Marcella,
laughing almost hysterically, whispered to Louis:
"Give them a shilling or something. They look so unhappy!"
"They're spying on me," he whispered, tossing them a coin which fell
among them and received the conductor's blessing.
Marcella and Louis sat on a bench in a Sunday-school classroom, looking
at "Rebecca at the Well" and a zoological picture of the millennium
while the sailor got married. Both were subdued suddenly. She found
herself thinking that, if ever she had children, she would never let
them go to such a dreary place as Sunday-school.
"Isn't this awful?" she whispered at last. "People ought to be married
on the tops of hills, or under trees. But it makes you feel solemn, and
sort of good, doesn't it--even such a fearful place?"

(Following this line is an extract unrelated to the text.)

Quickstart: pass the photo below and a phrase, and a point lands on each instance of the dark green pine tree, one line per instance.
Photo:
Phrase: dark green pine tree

He nodded. They heard the sailor and the bride chattering suddenly and
loudly in the next little room and guessed that they were married. A
bent little woman--the chapel cleaner--came along and asked them where
their witnesses were. Her dark eyes looked piercingly among grey,
unbrushed hair; her hands were encrusted with much immersion in dirty
water.
"Witnesses?" said Louis anxiously.
"Two witnesses," she said inexorably. "Haven't you got 'ny?"
"We didn't know--" began Marcella. The old woman looked pleased.
"Well, I was wondering if yous 'ud have me an' my boss.